I fully agree with Abraham Lincoln that slavery is a 100%, morally - reprehensible institution. No man has a justifiable right
of any kind to hold another individual in human bondage so that he is deprived of his natural,
Divinely-ordained, Natural right to freedom.
FULL STOP - END OF STORY.
By the end of the American Civil War, 625,000 men had died in one of the West's most horrific and bloody conflicts. And everyone knows that in 1865, after Lincoln's Union Army had defeated the Confederacy, the 13th Amendment prohibiting slavery in the US was ratified.
But the 13th Amendment is just one chapter in the story of the prohibition of slavery in America. Recently I discovered some relevant history relating to slavery in the US that most of you Yanks will not know about, but which I think is very interesting and important.
So, if you want to educate yourself, here it is....
What I learned is that on March 2, 1807, Congress voted to ban the importation of slaves (African and Carribean, in particular) to America. On this day it enacted a law to....
"...prohibit the importation ofslaves into any port or place within the jurisdiction of the United States...from any foreign kingdom, place or country."
The ban took effect on Jan 1, 1808. By the time the lawmakers had acted, EVERY STATE except South Carolina had ALREADY abolished the (transatlantic) slave trade.
This legislation was promoted by President Thomas Jefferson - (and, yes, I know that Jefferson himself was a slaveholder) - who called for the enactment in his 1806, State of the Union address, and who had favoured acting on the issue since the 1770s. Hs position on the question of banning the transatlantic importation of African and Caribbean slaves to America reflected a growing trend toward abolishing the international slave trade, with Virginia, followed by ALL the other states had banned, or restricted, since the prior decade (again, with the exception of South Carolina, which re-opened its trade).
In 1619 the first African slave ships had arrived in Jamestown, Virginia. The American Revolution against the British Crown which began in (1775)/1776, was, as you know,, based on a
bone fide appeal to human liberty and the naturally brought the issue of slavery into sharp focus. Many of the Founding Fathers castigated slavery and singled out the slave trade from Africa for condemnation. Some of the Founders, however, including Jefferson, whom I've already mentioned, along with George Washington and George Mason were slave owners. It is difficult to explain this, though there are a 1000 theories that have been put forward in the modern era that attempt to. IMHO, you would need to travel back to America in the later part of the 18th century in a time machine and meet up with Founders like Jefferson and George Washington to ask them, in person, why they owned slaves. Whatever their reasons were, I'm sure you would be surprised (!)

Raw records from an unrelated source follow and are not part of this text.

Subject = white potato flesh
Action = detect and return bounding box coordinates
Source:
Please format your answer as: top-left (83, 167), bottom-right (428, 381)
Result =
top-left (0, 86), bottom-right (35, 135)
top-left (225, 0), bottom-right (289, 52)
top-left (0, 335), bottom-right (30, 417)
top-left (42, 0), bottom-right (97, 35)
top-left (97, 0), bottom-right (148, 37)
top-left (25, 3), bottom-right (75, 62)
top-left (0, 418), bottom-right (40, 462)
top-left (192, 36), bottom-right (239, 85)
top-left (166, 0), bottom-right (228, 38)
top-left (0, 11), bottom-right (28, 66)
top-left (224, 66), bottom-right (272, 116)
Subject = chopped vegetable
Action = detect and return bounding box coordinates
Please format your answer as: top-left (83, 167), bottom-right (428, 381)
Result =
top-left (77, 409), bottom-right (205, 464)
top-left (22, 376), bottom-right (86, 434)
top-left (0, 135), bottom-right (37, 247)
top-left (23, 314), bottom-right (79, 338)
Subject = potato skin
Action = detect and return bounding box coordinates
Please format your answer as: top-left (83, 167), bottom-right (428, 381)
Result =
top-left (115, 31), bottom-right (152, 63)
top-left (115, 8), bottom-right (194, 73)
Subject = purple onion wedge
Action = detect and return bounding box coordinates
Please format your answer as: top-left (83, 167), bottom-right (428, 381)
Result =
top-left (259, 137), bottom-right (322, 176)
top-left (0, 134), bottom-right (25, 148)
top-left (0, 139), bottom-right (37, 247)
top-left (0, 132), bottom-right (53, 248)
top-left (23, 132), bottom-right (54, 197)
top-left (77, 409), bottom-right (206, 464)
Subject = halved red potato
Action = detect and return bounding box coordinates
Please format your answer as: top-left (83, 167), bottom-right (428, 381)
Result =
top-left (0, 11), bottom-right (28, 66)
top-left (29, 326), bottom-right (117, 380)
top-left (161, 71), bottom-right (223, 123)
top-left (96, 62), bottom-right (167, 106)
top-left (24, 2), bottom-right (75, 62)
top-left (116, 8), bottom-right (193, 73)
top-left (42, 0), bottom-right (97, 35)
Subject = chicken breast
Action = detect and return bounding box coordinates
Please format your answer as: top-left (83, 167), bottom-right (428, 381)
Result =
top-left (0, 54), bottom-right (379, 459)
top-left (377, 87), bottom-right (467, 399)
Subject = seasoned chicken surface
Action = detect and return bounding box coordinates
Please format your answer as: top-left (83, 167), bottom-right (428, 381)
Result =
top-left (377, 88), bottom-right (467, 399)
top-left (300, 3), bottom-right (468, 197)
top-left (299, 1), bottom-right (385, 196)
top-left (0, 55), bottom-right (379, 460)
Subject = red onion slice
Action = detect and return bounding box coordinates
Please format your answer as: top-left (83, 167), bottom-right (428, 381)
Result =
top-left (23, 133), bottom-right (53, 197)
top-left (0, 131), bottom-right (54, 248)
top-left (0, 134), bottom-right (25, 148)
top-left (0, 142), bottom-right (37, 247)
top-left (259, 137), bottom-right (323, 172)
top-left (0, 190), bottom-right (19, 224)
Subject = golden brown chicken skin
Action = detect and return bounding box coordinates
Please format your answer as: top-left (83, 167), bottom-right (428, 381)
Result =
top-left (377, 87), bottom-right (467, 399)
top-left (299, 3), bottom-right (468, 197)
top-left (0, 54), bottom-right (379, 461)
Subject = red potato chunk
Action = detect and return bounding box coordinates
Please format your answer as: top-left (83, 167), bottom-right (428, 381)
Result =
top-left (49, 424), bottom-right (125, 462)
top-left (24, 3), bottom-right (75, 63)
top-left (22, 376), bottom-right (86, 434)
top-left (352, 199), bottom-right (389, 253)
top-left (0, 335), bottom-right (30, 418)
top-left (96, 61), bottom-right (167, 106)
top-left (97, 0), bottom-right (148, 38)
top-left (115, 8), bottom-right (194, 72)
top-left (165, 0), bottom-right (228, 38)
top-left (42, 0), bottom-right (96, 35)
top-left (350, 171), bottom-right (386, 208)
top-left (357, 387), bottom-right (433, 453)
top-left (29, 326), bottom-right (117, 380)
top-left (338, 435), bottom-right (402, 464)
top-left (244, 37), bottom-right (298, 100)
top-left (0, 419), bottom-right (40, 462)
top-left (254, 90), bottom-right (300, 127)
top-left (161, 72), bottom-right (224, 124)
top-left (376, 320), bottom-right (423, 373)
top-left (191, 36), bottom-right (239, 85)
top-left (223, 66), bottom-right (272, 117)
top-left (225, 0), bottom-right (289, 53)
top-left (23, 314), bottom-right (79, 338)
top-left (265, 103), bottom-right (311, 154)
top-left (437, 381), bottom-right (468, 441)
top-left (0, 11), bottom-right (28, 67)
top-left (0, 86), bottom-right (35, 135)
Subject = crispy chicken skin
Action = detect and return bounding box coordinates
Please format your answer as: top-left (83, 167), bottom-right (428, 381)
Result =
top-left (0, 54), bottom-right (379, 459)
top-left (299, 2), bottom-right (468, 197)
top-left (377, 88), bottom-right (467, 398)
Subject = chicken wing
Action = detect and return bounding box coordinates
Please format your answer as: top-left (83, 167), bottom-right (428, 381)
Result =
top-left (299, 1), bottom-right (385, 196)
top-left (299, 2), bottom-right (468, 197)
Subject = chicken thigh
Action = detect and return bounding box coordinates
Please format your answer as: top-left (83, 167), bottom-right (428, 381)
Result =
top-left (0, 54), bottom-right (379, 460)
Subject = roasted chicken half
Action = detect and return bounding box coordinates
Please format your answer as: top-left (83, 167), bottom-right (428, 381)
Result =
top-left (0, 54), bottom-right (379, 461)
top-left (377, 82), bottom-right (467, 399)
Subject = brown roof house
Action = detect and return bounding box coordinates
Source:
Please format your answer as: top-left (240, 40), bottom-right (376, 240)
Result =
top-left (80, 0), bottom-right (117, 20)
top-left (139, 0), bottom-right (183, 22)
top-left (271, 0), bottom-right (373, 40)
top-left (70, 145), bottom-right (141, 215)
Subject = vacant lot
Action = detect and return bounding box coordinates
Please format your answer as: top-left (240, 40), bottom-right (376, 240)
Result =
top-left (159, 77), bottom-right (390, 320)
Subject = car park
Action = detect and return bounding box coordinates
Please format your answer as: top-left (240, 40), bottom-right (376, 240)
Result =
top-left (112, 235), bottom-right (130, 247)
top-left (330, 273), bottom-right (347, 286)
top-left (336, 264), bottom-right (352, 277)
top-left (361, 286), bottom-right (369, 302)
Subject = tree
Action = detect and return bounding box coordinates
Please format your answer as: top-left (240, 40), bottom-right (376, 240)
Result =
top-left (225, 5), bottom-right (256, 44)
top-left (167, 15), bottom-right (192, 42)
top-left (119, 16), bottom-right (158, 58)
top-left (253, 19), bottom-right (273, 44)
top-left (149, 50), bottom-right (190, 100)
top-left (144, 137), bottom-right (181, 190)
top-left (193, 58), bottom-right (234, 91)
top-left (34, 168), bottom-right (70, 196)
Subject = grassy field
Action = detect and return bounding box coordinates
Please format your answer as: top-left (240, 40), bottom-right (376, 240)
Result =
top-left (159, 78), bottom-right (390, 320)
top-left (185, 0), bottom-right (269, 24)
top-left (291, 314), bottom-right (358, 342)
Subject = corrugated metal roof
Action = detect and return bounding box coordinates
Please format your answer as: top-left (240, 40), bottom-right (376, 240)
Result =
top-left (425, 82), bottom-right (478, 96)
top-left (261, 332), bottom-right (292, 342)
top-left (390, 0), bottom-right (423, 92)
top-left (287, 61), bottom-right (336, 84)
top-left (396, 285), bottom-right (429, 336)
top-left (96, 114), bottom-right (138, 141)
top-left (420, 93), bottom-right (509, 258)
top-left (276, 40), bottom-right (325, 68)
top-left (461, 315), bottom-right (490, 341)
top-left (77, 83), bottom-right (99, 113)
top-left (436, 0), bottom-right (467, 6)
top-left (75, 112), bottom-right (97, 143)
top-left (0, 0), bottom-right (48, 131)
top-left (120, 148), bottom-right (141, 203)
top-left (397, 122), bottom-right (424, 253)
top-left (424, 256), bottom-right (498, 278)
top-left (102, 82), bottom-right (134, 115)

At the Constitutional Convention of 1787, the slave trade emerged as a bitter issue. After much caustic debate, a compromise was finally reached with the Southern states that guaranteed the continuance of the slave trade for 20 years after the adoption of the US Constitution. That deal set the earliest possible expiration date at 1808 - one which Congress met.
I think that for whatever reason/s this history of the slave trade in America is largely forgotten/ overlooked by most Americans, but it is important as it shows the US was taking firm and decisive steps toward stamping out slavery in America long before the 13th Amendment was ratified in 1865 after the Civil War.